Desperate borrowers were paying 59.99% interest to local lender, but actuaries found the “true” interest rate in high risk lending can often be much higher
After a Toronto Star investigation last October into a series of judgements against people in debt to private lenders, it was announced today that judges of the Small Claims Courts of Ontario will receive training in how to effectively understand what interest rates actually cost borrowers, regardless of what the posted rate in the loan agreement states.
The issue arises from the conduct of one Erez Harosh, whose company XCash Financial has been offering loans to communities in North Toronto, particularly to women in the Filipino community trying to make ends meet in Canada by taking on domestic work to support their families back home. Because many of these people do not have a stable income, banks won’t lend to them, which allows companies like XCash to flourish in the market for riskier short term capital. The loans offered by Mr. Harosh were at posted rates of 59.99%; the criminal interest rate in Canada is 60% and is punishable by up to five years in prison or a fine of up to $25,000 under s. 347 of the Criminal Code.
But this is technically legal, if highly unethical. The legal problem arises when these borrowers are unable to make their monthly payments, which is exacerbated by steep penalties for missed payments: $100 for a bounced payment and $29 every 10 days afterwards until settlement. As a result, the borrower ends up in default and the lender is able to obtain a default judgement in Small Claims Court for a far higher amount—one woman who owed $2,325 was ordered to pay $5,771. Once an order is made by the court system the lender can obtain a garnishment order which gives them the legal right to deduct funds directly from the borrowers’ paycheques, thus getting an even higher payout in the form of a steady cash flow.
The effect of these awards is that the true interest rate being paid—which is a calculation based on the principles of actuarial science—can be much higher, in the range of 150% to 200%. Because they are generalists facing a massive caseload, Small Claims Court judges do not have the time, resources, or training to make these distinctions which allows private lenders to take advantage of the justice system. The judicial education sessions will be hosted by the Canadian Institute of Actuaries (CIA) and will seek to give the judges tools to effectively determine if the true rate being paid on these loans is, in fact, illegal.
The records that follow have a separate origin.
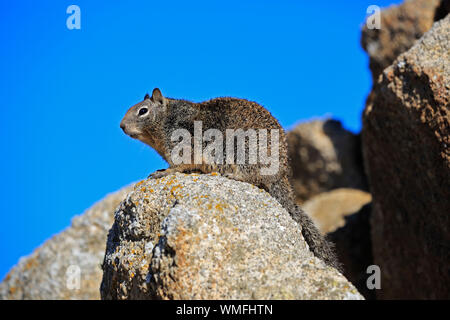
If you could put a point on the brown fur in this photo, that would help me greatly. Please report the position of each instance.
(164, 115)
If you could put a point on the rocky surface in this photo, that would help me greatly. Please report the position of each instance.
(344, 215)
(324, 156)
(401, 27)
(328, 209)
(50, 271)
(354, 248)
(208, 237)
(406, 139)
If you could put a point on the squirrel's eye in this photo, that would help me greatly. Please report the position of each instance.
(143, 111)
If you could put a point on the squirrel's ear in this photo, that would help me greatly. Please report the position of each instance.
(157, 96)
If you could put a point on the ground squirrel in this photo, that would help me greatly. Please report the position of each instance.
(154, 120)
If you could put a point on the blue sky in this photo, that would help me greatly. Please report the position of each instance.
(63, 92)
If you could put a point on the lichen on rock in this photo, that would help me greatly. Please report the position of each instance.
(208, 237)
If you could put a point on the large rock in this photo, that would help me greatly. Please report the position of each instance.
(406, 139)
(50, 272)
(324, 156)
(344, 214)
(354, 248)
(401, 26)
(208, 237)
(329, 209)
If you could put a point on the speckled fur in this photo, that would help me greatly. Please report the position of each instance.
(223, 113)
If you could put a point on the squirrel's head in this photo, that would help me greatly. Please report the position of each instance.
(143, 120)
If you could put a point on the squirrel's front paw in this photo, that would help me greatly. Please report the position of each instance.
(159, 173)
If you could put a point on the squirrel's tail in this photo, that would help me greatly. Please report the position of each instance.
(318, 244)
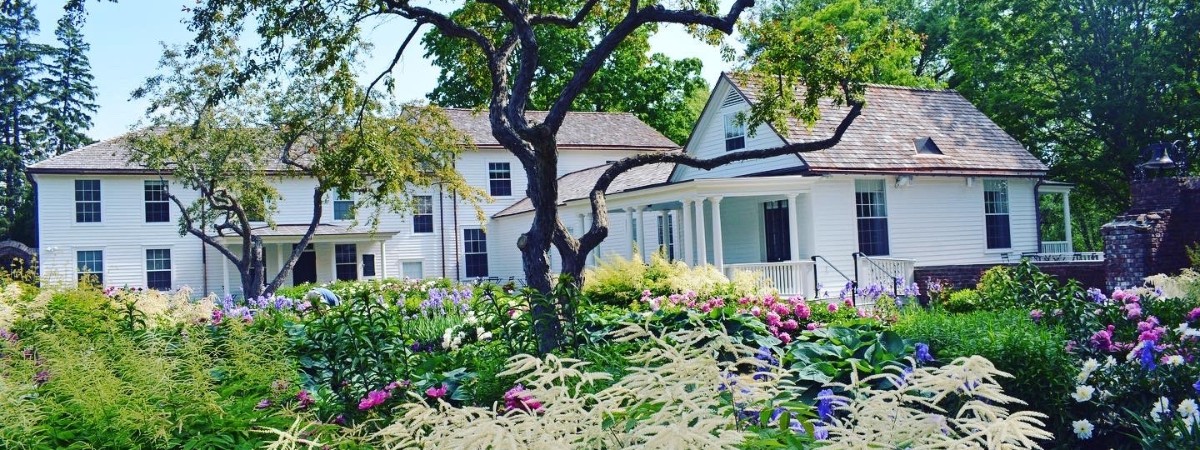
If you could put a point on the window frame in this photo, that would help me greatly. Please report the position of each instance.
(993, 219)
(169, 269)
(474, 249)
(340, 263)
(163, 202)
(871, 210)
(97, 202)
(423, 217)
(496, 183)
(737, 139)
(81, 273)
(347, 208)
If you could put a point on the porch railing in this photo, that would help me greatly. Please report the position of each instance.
(789, 277)
(889, 273)
(1056, 247)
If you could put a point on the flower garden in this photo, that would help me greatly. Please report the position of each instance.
(659, 355)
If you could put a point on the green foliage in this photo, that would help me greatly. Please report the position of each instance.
(963, 300)
(1035, 355)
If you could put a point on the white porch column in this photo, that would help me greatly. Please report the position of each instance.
(225, 274)
(793, 226)
(701, 234)
(641, 233)
(687, 233)
(1066, 221)
(718, 246)
(629, 229)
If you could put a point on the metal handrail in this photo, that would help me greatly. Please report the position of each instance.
(816, 285)
(895, 279)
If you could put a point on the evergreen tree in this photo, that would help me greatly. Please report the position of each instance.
(19, 89)
(70, 95)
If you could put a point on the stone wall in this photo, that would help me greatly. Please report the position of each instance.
(1151, 237)
(1089, 274)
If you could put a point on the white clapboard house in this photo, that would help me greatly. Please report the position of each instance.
(921, 179)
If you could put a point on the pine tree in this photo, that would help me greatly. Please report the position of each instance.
(19, 66)
(70, 95)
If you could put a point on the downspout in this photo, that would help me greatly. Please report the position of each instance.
(1037, 211)
(442, 227)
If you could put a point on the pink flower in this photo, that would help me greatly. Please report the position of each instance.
(437, 393)
(517, 399)
(373, 399)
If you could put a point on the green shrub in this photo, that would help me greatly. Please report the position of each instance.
(1036, 355)
(963, 300)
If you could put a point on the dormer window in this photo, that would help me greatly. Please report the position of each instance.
(735, 133)
(927, 147)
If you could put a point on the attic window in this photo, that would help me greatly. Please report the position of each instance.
(731, 99)
(927, 147)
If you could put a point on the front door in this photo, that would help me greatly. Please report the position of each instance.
(305, 271)
(774, 217)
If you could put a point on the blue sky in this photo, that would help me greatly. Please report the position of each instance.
(126, 41)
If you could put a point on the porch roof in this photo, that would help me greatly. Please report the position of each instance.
(325, 232)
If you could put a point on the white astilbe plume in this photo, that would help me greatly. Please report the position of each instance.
(913, 415)
(670, 400)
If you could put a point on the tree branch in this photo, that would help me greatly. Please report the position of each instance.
(609, 43)
(599, 229)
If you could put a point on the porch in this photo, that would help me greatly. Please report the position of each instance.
(334, 253)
Although the problem is being addressed by the legal profession through continuing legal education, this story raises yet another risk inherent in the already maligned and overburdened court system in Canada: opportunism. While crimes like champerty are long established and our legal system is aware of the risk of using court resources for one’s own personal advantage, the story of XCash is especially cautionary in how successfully Mr. Harosh was able to deceive so many judges. What’s even more alarming is that while many of his claims actually were recognized as “outrageous” and “unreasonable” by some judges, he was allowed to keep doing what he was doing. It’s an example of the flipside to the public interest in access to justice—along with people in true need come people looking to use the court as a tool rather than as an end, and we trust the courts to filter the true claimants from false ones.
The controversy over using the courts for higher income is reminiscent of the debate over allowing contingency fees into legal practice in Ontario. In McIntyre Estate v Ontario (Attorney General) (2002), 61 OR (3d) 257 (CA), a group of lawyers sought to represent a woman suing tobacco companies for her husband’s death, although she had no funds to pay them for their time. In its decision the Ontario Court of Appeal allowed lawyers to deliver services under a model where they received a share of the proceeds from winning a case rather than charging a retainer and hourly rate. Although the contingency fee model has advanced the cause of access to justice for people who otherwise would not be able to afford a lawyer, especially in personal injury law, it has also led to questionable legal practices.
An example is the recent scandal at Diamond & Diamond LLP, where an investigation found the firm’s entire business was based on referring clients to other lawyers in return for a share of the proceeds from winning. It’s an important reminder that promoting ideals of equality and access to justice in law must be accompanied by thoughtful analysis of what kinds of risks and opportunities legal reform opens up and how to best control how the courts are used moving forward.